-------------------------------------------------------------------------------
help for bandplot
-------------------------------------------------------------------------------

Plot summary statistics of responses for bands of predictors

bandplot yvar xvars [weight] [if exp] [in range] [ categorical(varlist) continuous(varlist) dta(filename [, save_options]) missing nquantiles(#) statistics(stat [stat ... ]) xweighted

bandopts(over_subopts) number recast(hbar | bar) xopts(over_subopts) xvarlabels yvarlabels graph_options ]

bandplot (yvars) xvars [weight] [if exp] [in range] [ , categorical(varlist) continuous(varlist) dta(filename [, save_options]) missing nquantiles(#) statistics(stat) xweighted

bandopts(over_subopts) number recast(hbar | bar) xopts(over_subopts) xvarlabels yvarlabels graph_options ]

aweights and fweights may be specified.

Description

bandplot produces plots showing summary statistics of one or more response variables for bands of one or more predictor variables.

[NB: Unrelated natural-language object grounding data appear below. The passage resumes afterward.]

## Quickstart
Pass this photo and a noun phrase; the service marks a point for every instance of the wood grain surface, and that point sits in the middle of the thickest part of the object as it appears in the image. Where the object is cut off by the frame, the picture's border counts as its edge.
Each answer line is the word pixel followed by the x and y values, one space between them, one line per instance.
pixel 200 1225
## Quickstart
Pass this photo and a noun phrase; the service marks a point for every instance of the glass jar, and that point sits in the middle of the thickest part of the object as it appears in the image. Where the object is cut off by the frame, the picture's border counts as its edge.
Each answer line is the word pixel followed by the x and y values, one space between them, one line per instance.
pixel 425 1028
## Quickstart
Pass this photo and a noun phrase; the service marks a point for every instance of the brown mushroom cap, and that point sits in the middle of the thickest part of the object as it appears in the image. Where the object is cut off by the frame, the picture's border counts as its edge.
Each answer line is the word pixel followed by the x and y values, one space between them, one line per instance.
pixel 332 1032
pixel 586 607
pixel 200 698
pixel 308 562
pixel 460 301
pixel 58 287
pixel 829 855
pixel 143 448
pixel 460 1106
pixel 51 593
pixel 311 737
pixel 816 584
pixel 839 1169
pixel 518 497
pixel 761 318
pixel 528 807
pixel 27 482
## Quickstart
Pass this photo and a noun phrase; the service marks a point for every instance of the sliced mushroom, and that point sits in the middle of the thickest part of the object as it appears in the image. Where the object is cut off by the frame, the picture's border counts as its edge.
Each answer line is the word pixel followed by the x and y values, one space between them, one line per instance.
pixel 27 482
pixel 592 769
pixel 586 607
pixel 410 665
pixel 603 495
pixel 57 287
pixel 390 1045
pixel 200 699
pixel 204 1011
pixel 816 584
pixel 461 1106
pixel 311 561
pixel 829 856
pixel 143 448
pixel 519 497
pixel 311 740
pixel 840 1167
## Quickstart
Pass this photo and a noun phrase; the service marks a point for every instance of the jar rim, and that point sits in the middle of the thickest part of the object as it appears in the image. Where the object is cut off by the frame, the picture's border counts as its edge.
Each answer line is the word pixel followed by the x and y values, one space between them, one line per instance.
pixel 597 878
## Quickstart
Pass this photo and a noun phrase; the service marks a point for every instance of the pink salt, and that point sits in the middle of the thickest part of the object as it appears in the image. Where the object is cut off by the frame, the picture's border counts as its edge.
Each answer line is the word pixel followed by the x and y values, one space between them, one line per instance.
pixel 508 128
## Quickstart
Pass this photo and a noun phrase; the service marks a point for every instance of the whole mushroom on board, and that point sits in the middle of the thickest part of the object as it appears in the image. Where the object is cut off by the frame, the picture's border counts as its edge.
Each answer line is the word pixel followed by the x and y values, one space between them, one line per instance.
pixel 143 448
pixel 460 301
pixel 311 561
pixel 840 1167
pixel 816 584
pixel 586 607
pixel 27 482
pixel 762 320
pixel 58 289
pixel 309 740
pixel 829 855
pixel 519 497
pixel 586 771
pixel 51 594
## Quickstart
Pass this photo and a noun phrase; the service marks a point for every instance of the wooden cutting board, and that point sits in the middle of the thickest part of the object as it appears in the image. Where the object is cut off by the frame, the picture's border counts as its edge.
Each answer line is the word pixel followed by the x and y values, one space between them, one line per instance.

By default, bandplot is a wrapper for graph dot. Optionally, bandplot can be specified to be a wrapper for graph hbar or graph bar.

There are two syntaxes. In the first, bandplot takes the first variable in a varlist to be a response variable yvar, which is summarised for observations in each of various bands of the other predictor variables xvars. In the second, bandplot takes two or more variables specified first within parentheses () as being response variables yvars; all subsequent variables are then taken to be predictors xvars.

By default, bandplot shows means. Any other statistics produced by summarize may be specified. Note that with two or more yvars only one statistic may be shown.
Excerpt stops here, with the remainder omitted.